La Commission des Affaires étrangères et européennes avait convié le vendredi 9 novembre à une rencontre avec des jeunes sur le futur de l’Europe dans le cadre du dialogue que la Chambre des députés veut relancer avec les citoyens sur l’Union européenne après l’accord trouvé sur le nouveau traité européen, qui s’appellera le traité de Lisbonne.
Les avantages et les désavantages d’une participation du Luxembourg à l’UE, les avantages, les désavantages et les limites de l’élargissement de l’Union, les vues et craintes économiques et culturelles des jeunes, leurs projets d’avenir et leurs expériences avec des personnes d’autres pays dans cette grande Europe qui est en train de se construire ainsi que le rôle de la guerre et de la paix dans leur vision de l’Europe ont été les sujets principaux abordés avec trois classes de deuxième de l’Athénée.
"Ce débat a lieu par le hasard des choses un 9 novembre, jour anniversaire de la chute du mur de Berlin en 1989, jour historique qui inaugura la réunification de cette Europe dans laquelle nous vivons. La plupart d’entre vous sont nés autour de cette année 1989 et n’ont donc pas connu l’Europe divisée". C’est par ces mots que Monique Faber, du Service des relations publiques de la Chambre des députés introduisit dans le sujet du débat, tout en rappelant les étapes de l’élargissement de l’Union et l’ouverture par le Luxembourg ce dernier 1er novembre 2007 de son marché du travail aux citoyens de 8 nouveaux Etats membres.
Maurice Molitor, qui allait animer le débat avec sa collègue, informa brièvement sur les nouvelles règles qui détermineront le fonctionnement de l’Europe si le traité de Lisbonne sera ratifié. Il expliqua aux jeunes présents quel était le rôle de la Chambre qui devrait ratifier le nouveau traité européen autour de Pâques 2008, et laissa le député Ben Fayot adresser aux lycéens les questions dont de nombreux députés nationaux (Braz, Goerens, Jaerling, Mosar, Oberweis) et européens (Lulling, Polfer, Spautz) étaient venus écouter les réponses.
Molitor lança donc le débat en soulevant la question sur les avantages et les désavantages de la construction européenne. Les premières interventions furent hésitantes – il ne faut pas oublier que la Chamber TV diffusait en direct - mais, peu à peu, les sourires gênés firent place à une vraie détermination dans le débat. Des points de vue furent échangés, et ce sans langue de bois, car on ne fut pas toujours d’accord.

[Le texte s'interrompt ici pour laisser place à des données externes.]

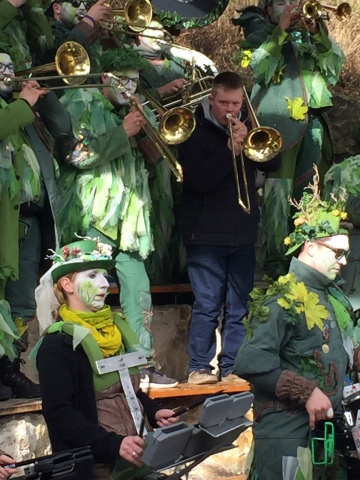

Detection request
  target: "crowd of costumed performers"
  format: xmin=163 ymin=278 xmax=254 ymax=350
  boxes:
xmin=0 ymin=0 xmax=360 ymax=480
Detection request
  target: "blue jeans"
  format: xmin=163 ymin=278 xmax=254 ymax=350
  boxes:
xmin=186 ymin=244 xmax=255 ymax=376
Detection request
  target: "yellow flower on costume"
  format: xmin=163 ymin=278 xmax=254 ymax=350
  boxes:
xmin=277 ymin=275 xmax=329 ymax=330
xmin=285 ymin=97 xmax=308 ymax=120
xmin=294 ymin=215 xmax=306 ymax=227
xmin=240 ymin=50 xmax=252 ymax=68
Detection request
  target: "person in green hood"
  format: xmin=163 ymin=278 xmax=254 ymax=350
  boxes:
xmin=59 ymin=47 xmax=178 ymax=388
xmin=233 ymin=0 xmax=344 ymax=279
xmin=234 ymin=166 xmax=359 ymax=480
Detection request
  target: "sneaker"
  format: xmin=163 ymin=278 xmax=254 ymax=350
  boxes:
xmin=0 ymin=382 xmax=12 ymax=400
xmin=188 ymin=369 xmax=218 ymax=385
xmin=140 ymin=367 xmax=179 ymax=391
xmin=221 ymin=373 xmax=248 ymax=385
xmin=0 ymin=356 xmax=41 ymax=398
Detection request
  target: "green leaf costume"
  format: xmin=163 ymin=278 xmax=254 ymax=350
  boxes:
xmin=59 ymin=89 xmax=153 ymax=259
xmin=233 ymin=6 xmax=344 ymax=278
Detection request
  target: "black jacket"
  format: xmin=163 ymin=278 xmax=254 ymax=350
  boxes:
xmin=179 ymin=106 xmax=280 ymax=247
xmin=37 ymin=333 xmax=161 ymax=480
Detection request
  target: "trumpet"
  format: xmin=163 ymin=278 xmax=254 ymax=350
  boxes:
xmin=99 ymin=0 xmax=153 ymax=32
xmin=302 ymin=0 xmax=351 ymax=21
xmin=123 ymin=87 xmax=196 ymax=182
xmin=226 ymin=87 xmax=282 ymax=213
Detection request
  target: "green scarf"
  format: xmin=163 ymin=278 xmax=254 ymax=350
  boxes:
xmin=59 ymin=305 xmax=123 ymax=358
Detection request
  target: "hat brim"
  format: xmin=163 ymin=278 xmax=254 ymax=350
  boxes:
xmin=51 ymin=260 xmax=116 ymax=282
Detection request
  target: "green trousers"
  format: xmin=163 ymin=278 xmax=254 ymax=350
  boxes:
xmin=116 ymin=252 xmax=154 ymax=358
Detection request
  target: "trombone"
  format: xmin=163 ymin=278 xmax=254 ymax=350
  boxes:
xmin=302 ymin=0 xmax=351 ymax=21
xmin=0 ymin=40 xmax=114 ymax=90
xmin=123 ymin=87 xmax=196 ymax=182
xmin=226 ymin=87 xmax=282 ymax=214
xmin=3 ymin=41 xmax=99 ymax=90
xmin=99 ymin=0 xmax=153 ymax=32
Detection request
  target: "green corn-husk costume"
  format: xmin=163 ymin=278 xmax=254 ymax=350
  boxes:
xmin=0 ymin=0 xmax=54 ymax=70
xmin=59 ymin=81 xmax=154 ymax=354
xmin=233 ymin=2 xmax=344 ymax=278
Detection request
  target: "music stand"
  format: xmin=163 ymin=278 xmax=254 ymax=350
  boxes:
xmin=142 ymin=392 xmax=254 ymax=480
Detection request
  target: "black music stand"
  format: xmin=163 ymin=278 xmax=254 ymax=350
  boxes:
xmin=142 ymin=392 xmax=254 ymax=480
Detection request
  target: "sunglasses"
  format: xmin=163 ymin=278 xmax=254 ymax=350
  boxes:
xmin=316 ymin=240 xmax=350 ymax=261
xmin=56 ymin=0 xmax=91 ymax=8
xmin=0 ymin=62 xmax=15 ymax=74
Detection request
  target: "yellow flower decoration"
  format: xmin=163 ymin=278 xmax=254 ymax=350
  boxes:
xmin=277 ymin=276 xmax=329 ymax=330
xmin=272 ymin=65 xmax=285 ymax=83
xmin=285 ymin=97 xmax=308 ymax=120
xmin=240 ymin=50 xmax=252 ymax=68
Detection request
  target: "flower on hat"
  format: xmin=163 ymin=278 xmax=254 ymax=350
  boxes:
xmin=47 ymin=237 xmax=112 ymax=264
xmin=284 ymin=165 xmax=347 ymax=254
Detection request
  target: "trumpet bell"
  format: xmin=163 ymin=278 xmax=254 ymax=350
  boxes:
xmin=335 ymin=2 xmax=351 ymax=22
xmin=55 ymin=41 xmax=90 ymax=85
xmin=125 ymin=0 xmax=153 ymax=32
xmin=243 ymin=127 xmax=282 ymax=163
xmin=159 ymin=107 xmax=196 ymax=145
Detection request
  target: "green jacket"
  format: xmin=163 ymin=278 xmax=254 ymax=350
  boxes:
xmin=59 ymin=89 xmax=153 ymax=258
xmin=0 ymin=0 xmax=54 ymax=70
xmin=236 ymin=7 xmax=344 ymax=150
xmin=235 ymin=258 xmax=351 ymax=438
xmin=0 ymin=92 xmax=72 ymax=288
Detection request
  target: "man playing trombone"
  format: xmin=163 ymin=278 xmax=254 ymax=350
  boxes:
xmin=59 ymin=47 xmax=178 ymax=388
xmin=0 ymin=50 xmax=73 ymax=399
xmin=234 ymin=0 xmax=344 ymax=278
xmin=179 ymin=72 xmax=279 ymax=384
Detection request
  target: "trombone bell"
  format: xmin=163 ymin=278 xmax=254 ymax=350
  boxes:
xmin=243 ymin=127 xmax=282 ymax=163
xmin=159 ymin=107 xmax=196 ymax=145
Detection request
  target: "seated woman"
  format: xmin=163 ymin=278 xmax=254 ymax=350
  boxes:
xmin=34 ymin=240 xmax=178 ymax=480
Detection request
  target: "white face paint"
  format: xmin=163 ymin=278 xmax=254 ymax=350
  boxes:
xmin=58 ymin=2 xmax=87 ymax=25
xmin=270 ymin=0 xmax=294 ymax=23
xmin=74 ymin=268 xmax=109 ymax=312
xmin=105 ymin=70 xmax=139 ymax=106
xmin=139 ymin=22 xmax=164 ymax=52
xmin=313 ymin=235 xmax=349 ymax=280
xmin=0 ymin=53 xmax=15 ymax=93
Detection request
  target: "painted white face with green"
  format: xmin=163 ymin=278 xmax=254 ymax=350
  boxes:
xmin=139 ymin=21 xmax=164 ymax=52
xmin=0 ymin=53 xmax=15 ymax=93
xmin=59 ymin=2 xmax=87 ymax=25
xmin=107 ymin=69 xmax=139 ymax=106
xmin=74 ymin=268 xmax=109 ymax=312
xmin=314 ymin=235 xmax=349 ymax=280
xmin=271 ymin=0 xmax=295 ymax=23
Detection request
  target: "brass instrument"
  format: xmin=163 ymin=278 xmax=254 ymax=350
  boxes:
xmin=226 ymin=113 xmax=250 ymax=213
xmin=123 ymin=87 xmax=196 ymax=182
xmin=99 ymin=0 xmax=153 ymax=32
xmin=226 ymin=88 xmax=282 ymax=213
xmin=243 ymin=88 xmax=282 ymax=163
xmin=302 ymin=0 xmax=351 ymax=21
xmin=8 ymin=41 xmax=92 ymax=88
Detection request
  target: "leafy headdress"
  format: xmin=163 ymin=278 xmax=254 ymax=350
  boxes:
xmin=284 ymin=165 xmax=348 ymax=255
xmin=99 ymin=45 xmax=150 ymax=72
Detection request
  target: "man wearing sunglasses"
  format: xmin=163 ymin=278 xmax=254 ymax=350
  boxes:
xmin=235 ymin=171 xmax=358 ymax=480
xmin=45 ymin=0 xmax=120 ymax=73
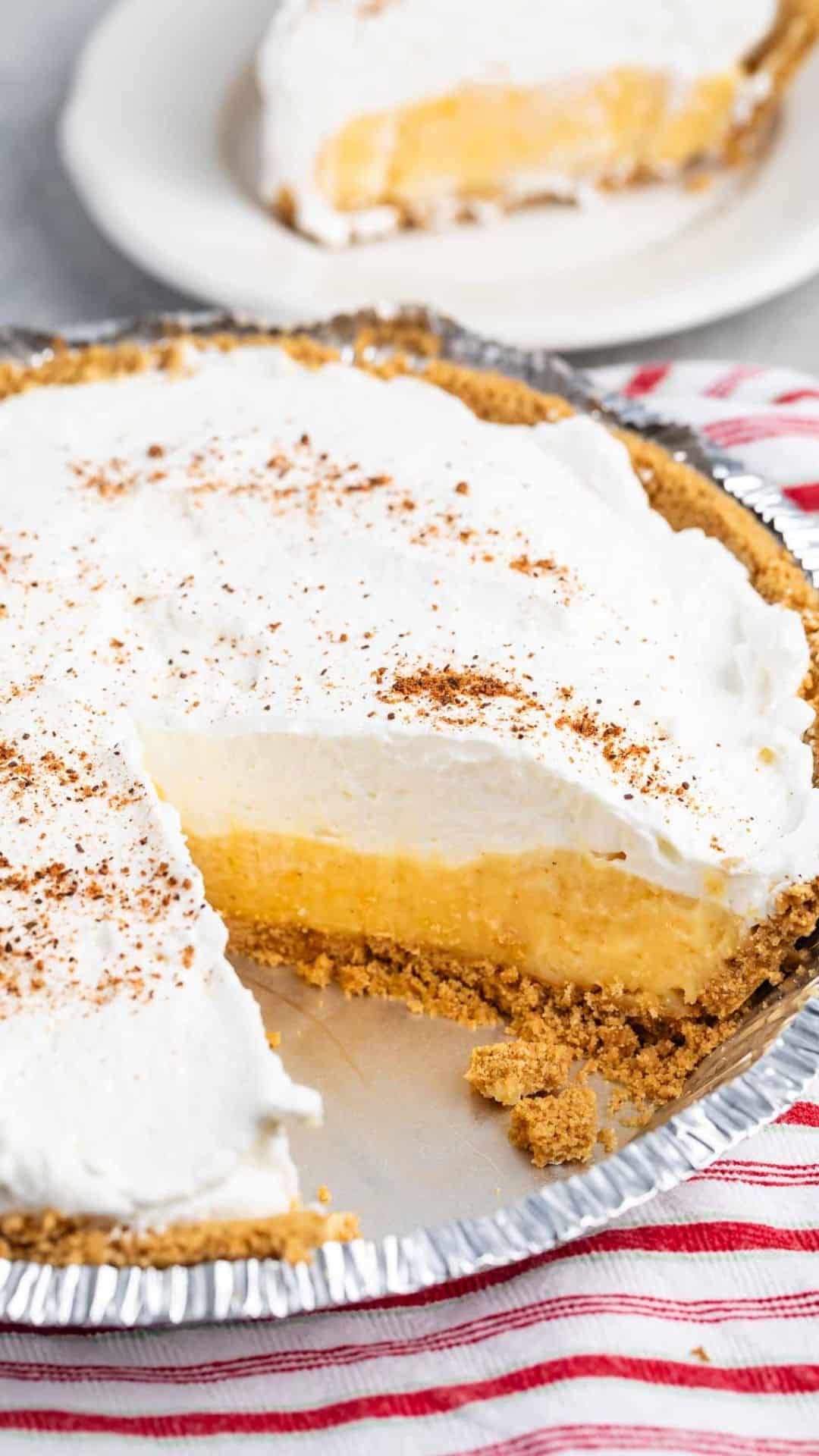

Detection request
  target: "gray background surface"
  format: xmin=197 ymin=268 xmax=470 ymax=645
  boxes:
xmin=0 ymin=0 xmax=819 ymax=372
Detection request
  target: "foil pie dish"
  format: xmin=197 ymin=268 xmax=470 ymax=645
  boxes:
xmin=0 ymin=307 xmax=819 ymax=1329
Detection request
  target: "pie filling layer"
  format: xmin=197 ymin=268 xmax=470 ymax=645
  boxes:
xmin=316 ymin=67 xmax=748 ymax=218
xmin=258 ymin=0 xmax=819 ymax=246
xmin=188 ymin=828 xmax=743 ymax=1010
xmin=0 ymin=328 xmax=819 ymax=1263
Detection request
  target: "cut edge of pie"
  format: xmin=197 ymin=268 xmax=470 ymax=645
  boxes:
xmin=0 ymin=325 xmax=819 ymax=1266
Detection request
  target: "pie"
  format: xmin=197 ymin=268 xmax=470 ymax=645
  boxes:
xmin=0 ymin=335 xmax=819 ymax=1264
xmin=258 ymin=0 xmax=819 ymax=246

Quelques uns se sont montrés sceptiques par rapport au projet européen. Un élève a cité l’exemple de la Suisse qui illustrait selon lui "qu’on n’a pas besoin d’être en Europe pour développer une économie florissante" tandis qu’un autre invoquait l’harmonisation de la TVA au niveau européen, une initiative qu’il juge "contreproductive".
Quant aux avantages de l’appartenance à l’Union européenne, les élèves ont surtout cité la libre circulation des personnes et la reconnaissance des diplômes au niveau européen. Un élève a attiré dans ce contexte l’attention sur le fait qu’il y a des pays comme la Norvège et la Suisse qui participent à l’accord Schengen alors qu’ils ne sont pas membres de l’UE.
Ben Fayot a réagi à l’argument suisse en expliquant que ce pays est "un pays qui n’est pas en Europe mais qui a signé bon nombre d’accords avec l’Union européenne".
Les députés ont énuméré les avantages qu’il y a pour un petit pays comme le Luxembourg d’être intégré en Europe. Pour Ben Fayot, la construction européenne a permis d’enraciner la paix en Europe et au Luxembourg d’exister comme un Etat souverain et indépendant. Lydie Polfer a saisi l’occasion pour rectifier une idée commune selon laquelle les décisions politiques seraient prises à Bruxelles. "Le Luxembourg est impliqué dans chaque décision qui est prise au niveau européen via le Parlement et le Conseil" a-t-elle tenu à préciser. "D’un point de vue historique, le Luxembourg n’a jamais eu autant de pouvoirs qu’aujourd’hui"ont souligné les députés européens Lydie Polfer et Jean Spautz.
"Jusqu’où ira l’Europe ? Quelles sont les critères géographiques ou politiques pour être admis en Europe ? Est-ce que les pays qui sont en Europe sont européens ?" Autant de questions qui ont été discutées plus dans le détail par les élèves de deuxième.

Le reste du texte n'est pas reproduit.